Он так и не нашел сына. Потерял в толпе. А потому старый Бартоломью ушел из Сарая и пошел к себе, держа сигару и бубня:
– А как мое сердце может с весною мириться? – спросил он вслух, останавливаясь перед книжным шкафом. Книги – сокровища бессмертных умов, сбереженные для потомства[31]. Поэты – законодатели рода человеческого[32]. Кто спорит. Но Джайлз несчастлив. «Как мое сердце, как мое сердце», – повторил он, пыхнув сигарой. – «Что благородней духом? Покоряться пращам и стрелам яростной судьбы…» – подбочась, стоял перед своим сельским джентльменским набором. Гарибальди, Веллингтон, Летописи ирригационного общества и Гибберт – о лошадиных болезнях. Человеческий разум собрал неплохой урожай, но на черта, на черта, зачем мне это все – когда мой сын…

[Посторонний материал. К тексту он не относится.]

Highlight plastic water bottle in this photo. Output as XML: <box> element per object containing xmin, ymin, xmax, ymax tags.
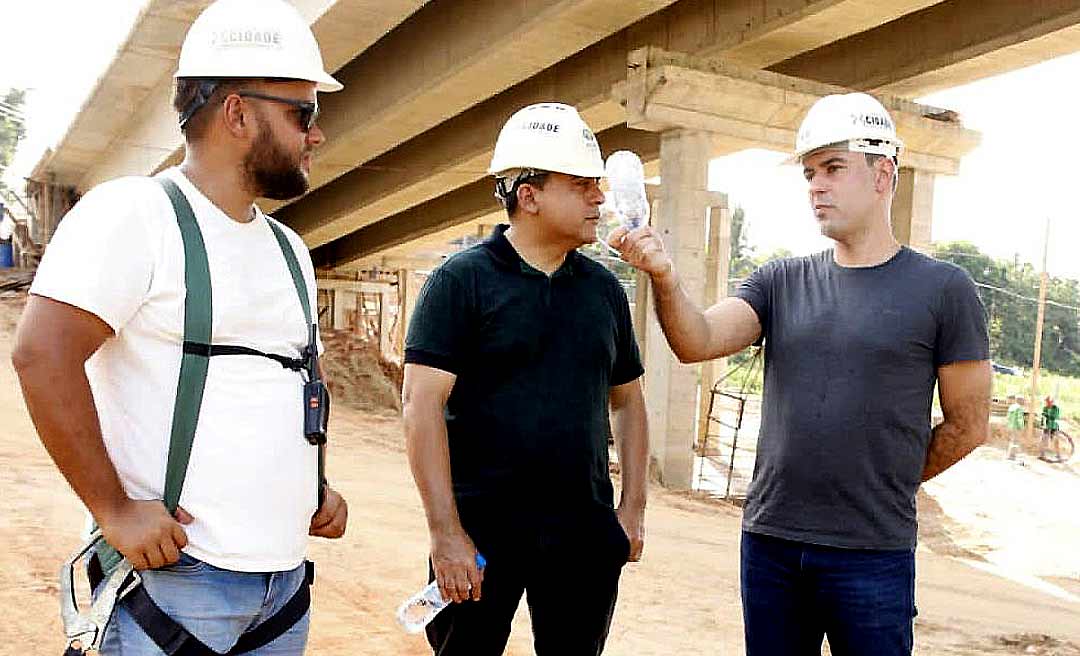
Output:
<box><xmin>397</xmin><ymin>553</ymin><xmax>487</xmax><ymax>633</ymax></box>
<box><xmin>604</xmin><ymin>150</ymin><xmax>649</xmax><ymax>230</ymax></box>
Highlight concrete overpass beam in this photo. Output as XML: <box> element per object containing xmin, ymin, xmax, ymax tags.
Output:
<box><xmin>770</xmin><ymin>0</ymin><xmax>1080</xmax><ymax>97</ymax></box>
<box><xmin>645</xmin><ymin>130</ymin><xmax>715</xmax><ymax>490</ymax></box>
<box><xmin>892</xmin><ymin>168</ymin><xmax>935</xmax><ymax>253</ymax></box>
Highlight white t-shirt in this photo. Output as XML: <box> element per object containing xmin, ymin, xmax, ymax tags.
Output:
<box><xmin>30</xmin><ymin>168</ymin><xmax>318</xmax><ymax>572</ymax></box>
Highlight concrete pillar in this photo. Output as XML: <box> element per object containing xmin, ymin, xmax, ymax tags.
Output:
<box><xmin>645</xmin><ymin>130</ymin><xmax>714</xmax><ymax>490</ymax></box>
<box><xmin>696</xmin><ymin>204</ymin><xmax>731</xmax><ymax>447</ymax></box>
<box><xmin>379</xmin><ymin>291</ymin><xmax>395</xmax><ymax>358</ymax></box>
<box><xmin>397</xmin><ymin>269</ymin><xmax>424</xmax><ymax>358</ymax></box>
<box><xmin>892</xmin><ymin>168</ymin><xmax>934</xmax><ymax>253</ymax></box>
<box><xmin>333</xmin><ymin>289</ymin><xmax>356</xmax><ymax>331</ymax></box>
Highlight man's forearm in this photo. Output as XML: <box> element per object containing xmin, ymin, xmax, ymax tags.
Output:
<box><xmin>650</xmin><ymin>271</ymin><xmax>711</xmax><ymax>363</ymax></box>
<box><xmin>404</xmin><ymin>404</ymin><xmax>461</xmax><ymax>534</ymax></box>
<box><xmin>922</xmin><ymin>421</ymin><xmax>989</xmax><ymax>481</ymax></box>
<box><xmin>613</xmin><ymin>404</ymin><xmax>649</xmax><ymax>511</ymax></box>
<box><xmin>15</xmin><ymin>356</ymin><xmax>130</xmax><ymax>524</ymax></box>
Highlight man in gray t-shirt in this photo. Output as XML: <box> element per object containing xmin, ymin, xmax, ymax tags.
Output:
<box><xmin>609</xmin><ymin>93</ymin><xmax>990</xmax><ymax>656</ymax></box>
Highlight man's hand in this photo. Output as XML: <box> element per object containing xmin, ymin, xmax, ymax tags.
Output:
<box><xmin>608</xmin><ymin>226</ymin><xmax>675</xmax><ymax>279</ymax></box>
<box><xmin>431</xmin><ymin>528</ymin><xmax>484</xmax><ymax>603</ymax></box>
<box><xmin>97</xmin><ymin>499</ymin><xmax>193</xmax><ymax>570</ymax></box>
<box><xmin>308</xmin><ymin>485</ymin><xmax>349</xmax><ymax>539</ymax></box>
<box><xmin>615</xmin><ymin>506</ymin><xmax>645</xmax><ymax>563</ymax></box>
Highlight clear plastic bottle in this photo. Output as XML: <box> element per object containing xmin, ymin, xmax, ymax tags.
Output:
<box><xmin>397</xmin><ymin>553</ymin><xmax>487</xmax><ymax>633</ymax></box>
<box><xmin>604</xmin><ymin>150</ymin><xmax>649</xmax><ymax>229</ymax></box>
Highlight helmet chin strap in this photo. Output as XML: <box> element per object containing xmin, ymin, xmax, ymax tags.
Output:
<box><xmin>180</xmin><ymin>80</ymin><xmax>218</xmax><ymax>129</ymax></box>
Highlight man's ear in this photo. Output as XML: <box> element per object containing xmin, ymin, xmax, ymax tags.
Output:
<box><xmin>874</xmin><ymin>157</ymin><xmax>900</xmax><ymax>193</ymax></box>
<box><xmin>517</xmin><ymin>183</ymin><xmax>540</xmax><ymax>214</ymax></box>
<box><xmin>217</xmin><ymin>94</ymin><xmax>252</xmax><ymax>137</ymax></box>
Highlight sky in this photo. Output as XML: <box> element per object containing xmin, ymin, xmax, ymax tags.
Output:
<box><xmin>0</xmin><ymin>0</ymin><xmax>1080</xmax><ymax>279</ymax></box>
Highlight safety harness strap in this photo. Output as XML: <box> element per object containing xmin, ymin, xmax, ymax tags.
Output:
<box><xmin>124</xmin><ymin>562</ymin><xmax>315</xmax><ymax>656</ymax></box>
<box><xmin>184</xmin><ymin>342</ymin><xmax>305</xmax><ymax>372</ymax></box>
<box><xmin>154</xmin><ymin>177</ymin><xmax>214</xmax><ymax>514</ymax></box>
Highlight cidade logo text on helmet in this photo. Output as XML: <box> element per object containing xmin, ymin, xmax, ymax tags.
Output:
<box><xmin>851</xmin><ymin>113</ymin><xmax>892</xmax><ymax>130</ymax></box>
<box><xmin>211</xmin><ymin>29</ymin><xmax>281</xmax><ymax>48</ymax></box>
<box><xmin>522</xmin><ymin>121</ymin><xmax>558</xmax><ymax>134</ymax></box>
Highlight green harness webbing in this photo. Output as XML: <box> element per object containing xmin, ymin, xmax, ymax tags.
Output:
<box><xmin>97</xmin><ymin>177</ymin><xmax>325</xmax><ymax>573</ymax></box>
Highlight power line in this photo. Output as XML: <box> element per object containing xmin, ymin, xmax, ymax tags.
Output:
<box><xmin>0</xmin><ymin>101</ymin><xmax>23</xmax><ymax>115</ymax></box>
<box><xmin>0</xmin><ymin>107</ymin><xmax>26</xmax><ymax>124</ymax></box>
<box><xmin>972</xmin><ymin>281</ymin><xmax>1080</xmax><ymax>312</ymax></box>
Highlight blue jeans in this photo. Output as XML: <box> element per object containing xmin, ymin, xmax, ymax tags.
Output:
<box><xmin>100</xmin><ymin>553</ymin><xmax>310</xmax><ymax>656</ymax></box>
<box><xmin>741</xmin><ymin>532</ymin><xmax>916</xmax><ymax>656</ymax></box>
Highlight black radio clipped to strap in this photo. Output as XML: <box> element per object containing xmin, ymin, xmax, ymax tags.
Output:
<box><xmin>303</xmin><ymin>324</ymin><xmax>330</xmax><ymax>445</ymax></box>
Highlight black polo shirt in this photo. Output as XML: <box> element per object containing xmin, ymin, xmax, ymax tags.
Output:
<box><xmin>405</xmin><ymin>226</ymin><xmax>644</xmax><ymax>514</ymax></box>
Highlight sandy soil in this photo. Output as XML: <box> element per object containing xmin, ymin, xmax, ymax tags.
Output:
<box><xmin>0</xmin><ymin>295</ymin><xmax>1080</xmax><ymax>656</ymax></box>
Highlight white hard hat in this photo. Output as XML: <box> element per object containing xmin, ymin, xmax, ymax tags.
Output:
<box><xmin>788</xmin><ymin>93</ymin><xmax>904</xmax><ymax>163</ymax></box>
<box><xmin>487</xmin><ymin>103</ymin><xmax>604</xmax><ymax>177</ymax></box>
<box><xmin>175</xmin><ymin>0</ymin><xmax>342</xmax><ymax>91</ymax></box>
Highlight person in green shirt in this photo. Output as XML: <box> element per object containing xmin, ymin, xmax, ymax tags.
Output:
<box><xmin>1005</xmin><ymin>397</ymin><xmax>1027</xmax><ymax>460</ymax></box>
<box><xmin>1039</xmin><ymin>397</ymin><xmax>1062</xmax><ymax>460</ymax></box>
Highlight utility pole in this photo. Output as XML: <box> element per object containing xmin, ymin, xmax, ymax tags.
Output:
<box><xmin>1024</xmin><ymin>218</ymin><xmax>1050</xmax><ymax>444</ymax></box>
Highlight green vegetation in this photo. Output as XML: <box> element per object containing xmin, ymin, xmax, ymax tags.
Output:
<box><xmin>933</xmin><ymin>242</ymin><xmax>1080</xmax><ymax>376</ymax></box>
<box><xmin>0</xmin><ymin>89</ymin><xmax>26</xmax><ymax>189</ymax></box>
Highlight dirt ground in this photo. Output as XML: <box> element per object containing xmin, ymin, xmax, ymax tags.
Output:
<box><xmin>0</xmin><ymin>295</ymin><xmax>1080</xmax><ymax>656</ymax></box>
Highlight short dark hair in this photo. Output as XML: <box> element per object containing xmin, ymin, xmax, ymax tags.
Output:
<box><xmin>495</xmin><ymin>171</ymin><xmax>551</xmax><ymax>217</ymax></box>
<box><xmin>173</xmin><ymin>78</ymin><xmax>257</xmax><ymax>140</ymax></box>
<box><xmin>863</xmin><ymin>152</ymin><xmax>900</xmax><ymax>192</ymax></box>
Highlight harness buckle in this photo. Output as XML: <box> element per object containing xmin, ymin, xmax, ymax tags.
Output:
<box><xmin>59</xmin><ymin>528</ymin><xmax>141</xmax><ymax>656</ymax></box>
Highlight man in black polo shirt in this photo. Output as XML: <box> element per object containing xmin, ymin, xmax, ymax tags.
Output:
<box><xmin>610</xmin><ymin>93</ymin><xmax>990</xmax><ymax>656</ymax></box>
<box><xmin>404</xmin><ymin>104</ymin><xmax>648</xmax><ymax>656</ymax></box>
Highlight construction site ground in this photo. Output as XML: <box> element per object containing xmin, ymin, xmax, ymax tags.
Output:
<box><xmin>0</xmin><ymin>292</ymin><xmax>1080</xmax><ymax>656</ymax></box>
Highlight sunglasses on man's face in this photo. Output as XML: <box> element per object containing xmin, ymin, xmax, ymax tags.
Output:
<box><xmin>237</xmin><ymin>91</ymin><xmax>319</xmax><ymax>132</ymax></box>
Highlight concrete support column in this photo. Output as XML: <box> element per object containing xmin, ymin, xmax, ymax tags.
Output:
<box><xmin>379</xmin><ymin>292</ymin><xmax>395</xmax><ymax>358</ymax></box>
<box><xmin>396</xmin><ymin>269</ymin><xmax>424</xmax><ymax>358</ymax></box>
<box><xmin>892</xmin><ymin>168</ymin><xmax>934</xmax><ymax>253</ymax></box>
<box><xmin>697</xmin><ymin>203</ymin><xmax>731</xmax><ymax>453</ymax></box>
<box><xmin>333</xmin><ymin>289</ymin><xmax>356</xmax><ymax>331</ymax></box>
<box><xmin>645</xmin><ymin>130</ymin><xmax>714</xmax><ymax>490</ymax></box>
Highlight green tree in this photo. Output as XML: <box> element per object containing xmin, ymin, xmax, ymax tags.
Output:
<box><xmin>728</xmin><ymin>205</ymin><xmax>757</xmax><ymax>280</ymax></box>
<box><xmin>0</xmin><ymin>89</ymin><xmax>26</xmax><ymax>189</ymax></box>
<box><xmin>934</xmin><ymin>242</ymin><xmax>1080</xmax><ymax>376</ymax></box>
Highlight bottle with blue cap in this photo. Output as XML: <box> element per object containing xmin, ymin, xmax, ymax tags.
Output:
<box><xmin>397</xmin><ymin>553</ymin><xmax>487</xmax><ymax>633</ymax></box>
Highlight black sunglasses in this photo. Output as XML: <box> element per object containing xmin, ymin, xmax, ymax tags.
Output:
<box><xmin>235</xmin><ymin>91</ymin><xmax>319</xmax><ymax>132</ymax></box>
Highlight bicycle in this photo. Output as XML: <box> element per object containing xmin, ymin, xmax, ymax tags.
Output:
<box><xmin>1039</xmin><ymin>428</ymin><xmax>1076</xmax><ymax>464</ymax></box>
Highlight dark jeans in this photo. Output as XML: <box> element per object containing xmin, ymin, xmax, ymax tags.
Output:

– Зачем, зачем, – он рухнул в кресло, бубня: – Зачем, зачем… И как твое сердце с весной мирится?
Процокавший за ним коготками пес плюхнулся на пол в ногах у хозяина. Ходят бока, длинный нос уткнут в лапы, в одной ноздре капля пены, – добрый дух и защитник, Зораб.
Дверь дрогнула на блоке, осталась приотворенной. Такая у Люси манера входить – будто она не знает, что ее ожидает в комнате. Ах! Скажите пожалуйста! Барт! И Зораб! Можно подумать – первый раз в жизни их увидела. Или у нее тела нет вовсе? Воздушным шаром паря в облаках, ее разум время от времени с испугом ударяется оземь. Нет в ней этого веса, какой, скажем, Джайлза гнетет к земле.
Села на краешек стула, как птичка на телеграфный провод присаживается – перед дорожкой в Африку.
– Ласточка, милая моя сестрица… – промурлыкал он.
Из сада – в распахнутое окно – долетали чьи-то скучные гаммы. До-ре-ми, до-ре-ми. Потом отдельные звуки сложились в слово «стая». Потом во фразу. Простенькую мелодию подхватил голос.
Потом песенка потянулась, растянулась, стала вальсом. И они слушали, они смотрели – в окно – а деревья раскачивались, и плясали птицы, будто кто-то, оторвав от частных забот, от личных дел, им велел пособить музыке.
Старый Бартоломью отбивал такт пальцем у себя на коленке.
Он насмешливо поглядывал на Люси, сидевшую на краешке стула. Интересно, и как ей детей удалось родить?
Она, наверно, думает, что Бог есть покой, думал Бартоломью. Бог есть любовь. Потому что она – из объединителей, я – разъединитель.
Потом мелодия, топчась на месте, сделалась приторной, пресной, плешь в голове проела назойливым этим призывом к вечной любви. Что ли – он не силен в музыкальных терминах – перешла в минорный ключ?
Он отстукивал такт пальцем по колену.